Мать-подросток пинает снег.

— Тебе дай палец, ты всю руку откусишь. — Она не хочет говорить про них, нечего Фриде соваться в эти дела, а потом признает, что скучает по матери. Сколько лет Фриде? Ее матери только тридцать пять. — Может, вы могли бы подружиться, — говорит мать-подросток и смеется. Отец от них ушел, когда ей было три года.

— Жаль, они не могут его поймать и отправить в тюрьму для отцов.

Ее дочь зовут Оушн. Она сейчас на попечении бабушки, но деньги на садик кончаются. Оушн бывает такой засранкой, может землю из горшка с домашним цветком есть. Они находили следы ее зубов на мыле. Ползать она начала в пять месяцев, а ходить в девять.

— Она была как маленький таракан. Я пару раз давала ей поджопники. Но это не то, что ты думаешь. Я это делала, когда она совсем выходила из берегов. — Она показывает на Фриду. — Ты смотри об этом не проговорись — в моем досье этого говна нет.

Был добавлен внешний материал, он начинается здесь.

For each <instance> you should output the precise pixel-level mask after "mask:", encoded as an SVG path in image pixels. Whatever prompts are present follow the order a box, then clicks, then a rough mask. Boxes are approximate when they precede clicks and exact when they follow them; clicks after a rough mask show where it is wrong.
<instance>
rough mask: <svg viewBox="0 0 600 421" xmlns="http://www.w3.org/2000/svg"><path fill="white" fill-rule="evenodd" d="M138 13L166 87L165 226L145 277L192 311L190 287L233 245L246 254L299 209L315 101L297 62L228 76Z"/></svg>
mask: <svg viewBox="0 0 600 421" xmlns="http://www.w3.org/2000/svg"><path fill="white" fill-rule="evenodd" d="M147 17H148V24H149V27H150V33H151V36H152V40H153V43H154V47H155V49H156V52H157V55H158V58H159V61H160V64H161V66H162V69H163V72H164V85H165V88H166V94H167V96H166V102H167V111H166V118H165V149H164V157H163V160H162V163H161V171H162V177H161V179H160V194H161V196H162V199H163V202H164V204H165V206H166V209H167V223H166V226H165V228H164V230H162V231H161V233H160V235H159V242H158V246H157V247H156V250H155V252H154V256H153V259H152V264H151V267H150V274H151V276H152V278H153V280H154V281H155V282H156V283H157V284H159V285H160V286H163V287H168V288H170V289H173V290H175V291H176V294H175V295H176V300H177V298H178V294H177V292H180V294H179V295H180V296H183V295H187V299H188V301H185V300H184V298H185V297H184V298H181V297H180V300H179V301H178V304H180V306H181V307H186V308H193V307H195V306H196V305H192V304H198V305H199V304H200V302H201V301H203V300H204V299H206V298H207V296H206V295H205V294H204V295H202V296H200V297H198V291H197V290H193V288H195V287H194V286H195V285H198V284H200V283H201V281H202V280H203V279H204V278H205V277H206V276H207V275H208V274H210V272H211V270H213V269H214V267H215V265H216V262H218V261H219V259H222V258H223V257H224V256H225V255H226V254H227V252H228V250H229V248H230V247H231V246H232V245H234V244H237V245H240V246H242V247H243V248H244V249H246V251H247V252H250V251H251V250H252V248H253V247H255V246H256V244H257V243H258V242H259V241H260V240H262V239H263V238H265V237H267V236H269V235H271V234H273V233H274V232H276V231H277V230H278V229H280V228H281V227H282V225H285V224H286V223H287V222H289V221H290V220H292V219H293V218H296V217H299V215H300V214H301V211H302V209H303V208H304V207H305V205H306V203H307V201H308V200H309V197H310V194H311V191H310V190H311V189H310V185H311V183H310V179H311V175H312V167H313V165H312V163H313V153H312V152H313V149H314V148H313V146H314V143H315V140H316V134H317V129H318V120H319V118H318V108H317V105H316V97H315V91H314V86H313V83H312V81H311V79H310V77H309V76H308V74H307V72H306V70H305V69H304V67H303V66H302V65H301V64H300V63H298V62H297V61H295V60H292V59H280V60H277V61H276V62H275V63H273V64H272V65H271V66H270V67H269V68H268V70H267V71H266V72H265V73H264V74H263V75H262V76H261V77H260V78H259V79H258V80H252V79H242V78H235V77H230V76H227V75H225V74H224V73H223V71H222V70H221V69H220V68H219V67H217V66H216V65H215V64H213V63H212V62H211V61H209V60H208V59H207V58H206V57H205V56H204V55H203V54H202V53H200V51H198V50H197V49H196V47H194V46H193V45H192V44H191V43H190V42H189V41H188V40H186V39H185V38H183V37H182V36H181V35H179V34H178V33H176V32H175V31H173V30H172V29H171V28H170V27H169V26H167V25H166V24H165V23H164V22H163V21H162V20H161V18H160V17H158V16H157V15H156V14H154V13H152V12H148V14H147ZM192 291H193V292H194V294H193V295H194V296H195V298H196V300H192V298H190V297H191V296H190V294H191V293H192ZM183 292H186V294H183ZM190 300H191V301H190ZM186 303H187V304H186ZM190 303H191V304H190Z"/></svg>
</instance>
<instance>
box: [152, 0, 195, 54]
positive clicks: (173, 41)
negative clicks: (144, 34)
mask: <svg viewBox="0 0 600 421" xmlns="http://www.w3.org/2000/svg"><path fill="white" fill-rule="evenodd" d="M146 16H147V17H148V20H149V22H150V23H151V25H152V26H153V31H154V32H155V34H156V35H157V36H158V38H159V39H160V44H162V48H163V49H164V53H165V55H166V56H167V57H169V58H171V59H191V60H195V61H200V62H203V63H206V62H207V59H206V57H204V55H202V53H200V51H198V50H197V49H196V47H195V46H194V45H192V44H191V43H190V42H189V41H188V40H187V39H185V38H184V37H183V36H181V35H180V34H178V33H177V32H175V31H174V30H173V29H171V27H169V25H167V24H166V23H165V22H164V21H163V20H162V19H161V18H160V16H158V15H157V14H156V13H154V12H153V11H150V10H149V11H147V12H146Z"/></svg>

Фрида обещает, хотя она и встревожена. Они с Роксаной досадовали, что матери, склонные к побоям, попадают в одну группу с матерями, за которыми ничего такого нет. Роксана считает, что ее проступок — оставление Айзека с племянницей — и даже проступок Фриды не идут ни в какое сравнение с побоями.

— Это все равно что одинаково лечить раковых больных и диабетиков, — говорит Роксана.

— Я хотела аборт сделать, — говорит мать-подросток Фриде, — но моя мать была категорически против. Была одна пара, которая хотела ее взять, но муж как-то странно смотрел на меня. Знаешь, у некоторых людей есть такая злобная аура. А потом, когда я передумала, они взбесились, на хер. Люди, которые хотят иметь детей, но не могут, они головы теряют.

Она спрашивает у Фриды, каково это — забеременеть в старости. Не усохло ли там у Фриды все между ног.

— У тебя уже больше не получится, да? Ну, типа, тебе скоро сорок, а там… — она издает звук закрывающейся молнии.

— Ты хочешь сказать, если… Думаю, нет. Понимаешь, ей будет двадцать один месяц через несколько дней. — Глаза Фриды увлажняются. У нее в телефоне есть видео каждого месячного этапа взросления Гарриет. Снимала она их отчасти для себя, отчасти для родителей. Она сажала Гарриет в ее высокое кресло, называла дату и возраст Гарриет, потом просила ее сказать что-нибудь. В последний раз было: «Тебе сегодня восемнадцать месяцев! Что ты об этом думаешь?»

Мать-подросток видит, что Фрида трет глаза. Она бросает свою лопату, подходит к Фриде и обнимает ее объятием, успокаивающим душу. Шепчет:

— Ну-ну, ну-ну.

* * *

Миз Каури и миз Руссо ведут учет времени. Матери успокаивают кукол за два часа, потом за час, потом за сорок пять минут, потом за тридцать. Цель — научиться успокаивать куклу за десять минут.